Gson (also known as Google Gson) is an open-source Java library to serialize and deserialize Java objects to (and from) JSON.

History
The Gson library was originally developed for internal purposes of Google, and Version 1.0 was later released on May 22, 2008 under the terms of Apache License 2.0. The latest version, , was released on .

Usage
Gson uses reflection, so it does not require classes being serialized or de-serialized to be modified.
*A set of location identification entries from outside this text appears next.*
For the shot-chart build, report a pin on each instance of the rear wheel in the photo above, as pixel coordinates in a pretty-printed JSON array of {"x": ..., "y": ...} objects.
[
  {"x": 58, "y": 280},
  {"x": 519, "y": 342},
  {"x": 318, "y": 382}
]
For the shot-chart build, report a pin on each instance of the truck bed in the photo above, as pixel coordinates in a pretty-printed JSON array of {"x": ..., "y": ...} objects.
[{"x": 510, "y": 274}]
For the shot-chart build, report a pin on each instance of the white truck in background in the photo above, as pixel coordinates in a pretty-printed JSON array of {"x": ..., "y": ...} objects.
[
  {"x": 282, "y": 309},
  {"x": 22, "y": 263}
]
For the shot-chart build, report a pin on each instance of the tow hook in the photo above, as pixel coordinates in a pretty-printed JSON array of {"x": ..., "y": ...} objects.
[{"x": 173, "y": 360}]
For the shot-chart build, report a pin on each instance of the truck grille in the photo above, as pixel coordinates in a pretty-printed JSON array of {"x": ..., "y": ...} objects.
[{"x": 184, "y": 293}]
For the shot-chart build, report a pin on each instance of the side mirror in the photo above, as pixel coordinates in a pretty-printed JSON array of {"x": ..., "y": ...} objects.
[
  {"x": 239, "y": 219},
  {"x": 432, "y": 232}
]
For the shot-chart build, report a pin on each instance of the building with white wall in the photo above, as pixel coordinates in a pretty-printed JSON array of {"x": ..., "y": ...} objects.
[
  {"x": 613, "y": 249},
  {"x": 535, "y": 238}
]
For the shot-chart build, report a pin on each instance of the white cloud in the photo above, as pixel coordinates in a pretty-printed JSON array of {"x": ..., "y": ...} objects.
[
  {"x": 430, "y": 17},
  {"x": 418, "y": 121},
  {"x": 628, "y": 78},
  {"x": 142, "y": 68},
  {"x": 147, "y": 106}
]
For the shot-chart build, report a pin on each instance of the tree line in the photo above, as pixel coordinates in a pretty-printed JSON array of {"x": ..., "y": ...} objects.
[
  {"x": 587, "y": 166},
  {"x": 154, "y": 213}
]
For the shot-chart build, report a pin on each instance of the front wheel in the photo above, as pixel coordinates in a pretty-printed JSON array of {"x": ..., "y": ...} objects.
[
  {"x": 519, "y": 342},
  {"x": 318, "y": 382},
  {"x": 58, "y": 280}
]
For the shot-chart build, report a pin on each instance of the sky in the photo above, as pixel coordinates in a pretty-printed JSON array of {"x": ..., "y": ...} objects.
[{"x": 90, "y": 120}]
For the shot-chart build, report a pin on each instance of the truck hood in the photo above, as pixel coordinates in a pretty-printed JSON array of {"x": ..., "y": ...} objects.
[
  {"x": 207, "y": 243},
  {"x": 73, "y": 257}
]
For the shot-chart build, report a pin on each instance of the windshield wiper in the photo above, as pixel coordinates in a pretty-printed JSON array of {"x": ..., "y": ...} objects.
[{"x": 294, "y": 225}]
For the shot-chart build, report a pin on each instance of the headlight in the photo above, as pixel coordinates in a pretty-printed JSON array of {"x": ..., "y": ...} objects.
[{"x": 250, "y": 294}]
By default, it just needs the class to have defined a default no-args constructor (which can be worked around, see Features).

The following example demonstrates the most basic usage of Gson when serializing a sample object:
package example;

public class Car {
    public String manufacturer;
    public String model;
    public double capacity;
    public boolean accident;

    public Car() {
    }

    public Car(String manufacturer, String model, double capacity, boolean accident) {
        this.manufacturer = manufacturer;
        this.model = model;
        this.capacity = capacity;
        this.accident = accident;
    }

    @Override
    public String toString() {
        return ("Manufacturer: " + manufacturer + ", " + "Model: " + model + ", " + "Capacity: " + capacity + ", " + "Accident: " + accident);
    }
}
package example;

public class Person {
    public String name;
    public String surname;
    public Car[] cars;
    public int phone;
    public transient int age;

    public Person() {
    }

    public Person(String name, String surname, int phone, int age, Car[] cars) {
        this.name = name;
        this.surname = surname;
        this.cars = cars;
        this.phone = phone;
        this.age = age;
    }

    @Override
    public String toString() {
        StringBuilder sb = new StringBuilder();
        sb.append("Name: ").append(name).append(" ").append(surname).append("\n");
        sb.append("Phone: ").append(phone).append("\n");
        sb.append("Age: ").append(age).append("\n");
        int i = 0;
        for (Car car : cars) {
            i++;
            sb.append("Car ").append(i).append(": ").append(car).append("\n");
        }
        return sb.toString();
    }
}

After calling the code of the following Main class:
package main;

import example.Car;
import example.Person;
import com.google.gson.Gson;
import com.google.gson.GsonBuilder;

public class Main {
    public static void main(String[] args) {
        // Enable pretty printing for demonstration purposes
        // Can also directly create instance with `new Gson()`; this will produce compact JSON
        Gson gson = new GsonBuilder().setPrettyPrinting().create();
        Car audi = new Car("Audi", "A4", 1.8, false);
        Car skoda = new Car("Škoda", "Octavia", 2.0, true);
        Car[] cars = {audi, skoda};
        Person johnDoe = new Person("John", "Doe", 2025550191, 35, cars);
        System.out.println(gson.toJson(johnDoe));
    }
}

You will get this JSON output:
{
  "name": "John",
  "surname": "Doe",
  "cars": [
    {
      "manufacturer": "Audi",
      "model": "A4",
      "capacity": 1.8,
      "accident": false
    },
    {
      "manufacturer": "Škoda",
      "model": "Octavia",
      "capacity": 2.0,
      "accident": true
    }
  ],
  "phone": 2025550191
}

Since the Person's field "age" is marked as transient, it is not included in the output.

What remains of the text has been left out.